Si ritiene che gli agenti del Mossad abbiano agito dietro le linee nemiche rubando documenti da un archivio nucleare iraniano segreto. Ma prima della rivoluzione islamica del 1979 in Iran, i paesi erano stretti alleati e l’Iran ospitava una vasta e fiorente comunità ebraica. Circa 250.000 israeliani sono di origine iraniana e sono rimasti vicini alla musica, alla cultura e al cibo delle loro radici. “Il mio personaggio mi ricorda mia madre, mia zia, mia nonna”, ha detto l’attrice Esti Yerushalmi, che interpreta il ruolo della zia iraniana Arezoo di Rabinyan. “Li ho presi tutti e li ho inseriti nel mio personaggio. È una donna iraniana ed è anche ebrea ”. Yerushalmi e la sua famiglia fuggirono dall’Iran dopo la rivoluzione quando aveva 13 anni, e disse che recitare nella sua lingua madre farsi era un’esperienza emotiva.

“È stato difficile perché mi ha riportato ai miei ricordi dell’Iran”, ha detto. “È stato molto commovente per me e anche molto doloroso. Mi manca l’Iran. Mi manca tutta la bellezza, tutte le persone. È un paese fantastico, ma ora penso che stiano soffrendo “. Lo spettacolo, scritto dallo scrittore di Fauda Moshe Zonder, vede protagonista l’attrice israeliana Niv Sultan e Navid Negahban di Homeland e l’attore di Iron Man Shaun Toub in ruoli secondari. È stato girato ad Atene per replicare la capitale iraniana. La serie televisiva non è ancora stata menzionata dagli iraniani, sebbene Kayhan International, una pubblicazione affiliata all’omonimo quotidiano di linea dura, abbia descritto lo spettacolo come una “produzione anti-iraniana”.

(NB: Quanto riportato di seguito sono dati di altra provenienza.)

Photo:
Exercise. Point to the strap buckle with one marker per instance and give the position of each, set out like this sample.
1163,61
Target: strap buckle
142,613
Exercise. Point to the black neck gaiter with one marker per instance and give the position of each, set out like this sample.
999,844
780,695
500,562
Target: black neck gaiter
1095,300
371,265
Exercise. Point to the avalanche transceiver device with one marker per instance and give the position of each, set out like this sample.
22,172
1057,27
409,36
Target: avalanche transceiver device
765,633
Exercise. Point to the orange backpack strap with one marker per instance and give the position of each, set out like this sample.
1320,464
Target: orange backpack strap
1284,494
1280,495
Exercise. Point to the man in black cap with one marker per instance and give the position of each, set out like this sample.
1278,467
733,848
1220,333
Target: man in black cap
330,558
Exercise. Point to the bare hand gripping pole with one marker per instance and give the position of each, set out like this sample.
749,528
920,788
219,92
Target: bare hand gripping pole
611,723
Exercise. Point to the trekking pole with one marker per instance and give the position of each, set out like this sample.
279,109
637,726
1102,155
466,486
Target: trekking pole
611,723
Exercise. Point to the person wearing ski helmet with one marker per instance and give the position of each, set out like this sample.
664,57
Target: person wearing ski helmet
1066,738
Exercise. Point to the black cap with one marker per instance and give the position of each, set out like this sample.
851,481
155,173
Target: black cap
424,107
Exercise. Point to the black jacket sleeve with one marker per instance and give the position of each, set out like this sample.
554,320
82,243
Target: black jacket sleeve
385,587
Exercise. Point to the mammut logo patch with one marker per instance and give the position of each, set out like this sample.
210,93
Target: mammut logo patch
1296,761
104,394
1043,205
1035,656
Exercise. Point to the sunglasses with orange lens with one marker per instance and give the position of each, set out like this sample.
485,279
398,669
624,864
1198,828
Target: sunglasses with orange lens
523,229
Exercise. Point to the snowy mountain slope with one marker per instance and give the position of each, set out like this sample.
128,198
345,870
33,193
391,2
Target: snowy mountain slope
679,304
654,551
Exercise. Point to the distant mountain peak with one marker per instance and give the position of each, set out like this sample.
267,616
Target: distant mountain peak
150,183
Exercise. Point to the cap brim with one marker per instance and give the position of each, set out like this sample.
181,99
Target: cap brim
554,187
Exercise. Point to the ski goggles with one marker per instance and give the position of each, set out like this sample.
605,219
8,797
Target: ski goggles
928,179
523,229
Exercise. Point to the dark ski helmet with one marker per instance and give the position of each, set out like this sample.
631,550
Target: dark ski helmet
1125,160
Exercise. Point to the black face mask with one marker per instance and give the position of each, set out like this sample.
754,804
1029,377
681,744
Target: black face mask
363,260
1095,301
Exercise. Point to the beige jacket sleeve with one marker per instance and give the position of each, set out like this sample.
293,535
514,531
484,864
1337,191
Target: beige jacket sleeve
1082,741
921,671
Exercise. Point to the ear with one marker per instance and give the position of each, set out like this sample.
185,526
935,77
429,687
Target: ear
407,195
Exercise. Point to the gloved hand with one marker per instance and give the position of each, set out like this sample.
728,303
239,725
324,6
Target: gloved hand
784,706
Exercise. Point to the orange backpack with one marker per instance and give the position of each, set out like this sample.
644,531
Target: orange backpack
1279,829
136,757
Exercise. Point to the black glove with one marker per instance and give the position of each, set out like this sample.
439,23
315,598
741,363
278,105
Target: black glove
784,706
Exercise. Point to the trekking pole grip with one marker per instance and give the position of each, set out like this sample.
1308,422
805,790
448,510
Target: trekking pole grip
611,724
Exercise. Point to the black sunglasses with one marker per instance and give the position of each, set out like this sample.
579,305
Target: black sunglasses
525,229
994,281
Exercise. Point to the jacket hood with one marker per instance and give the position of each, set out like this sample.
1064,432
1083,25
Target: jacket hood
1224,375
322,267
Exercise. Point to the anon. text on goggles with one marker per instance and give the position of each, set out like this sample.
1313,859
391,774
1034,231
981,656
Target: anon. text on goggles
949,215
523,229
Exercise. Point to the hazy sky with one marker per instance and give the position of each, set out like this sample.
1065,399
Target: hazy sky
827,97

Il giornale, Kayhan, ha anche riconosciuto lo spettacolo, dicendo in aprile che rivela la natura “pro-occidente e promiscua” degli attivisti che prendono di mira l’Iran. In modo simile a Fauda, ​​i creatori hanno dichiarato di voler presentare una narrativa sfumata a un conflitto profondamente radicato che risuonerebbe in tutte le parti. “Non abbiamo cattivi e bravi ragazzi in questo spettacolo. È più complicato e sono sicuro che gli iraniani che guarderanno lo spettacolo apprezzeranno moltissimo “, ha detto Eden, che ha anche coprodotto la serie. “Sono sicuro che sarà un successo in Iran.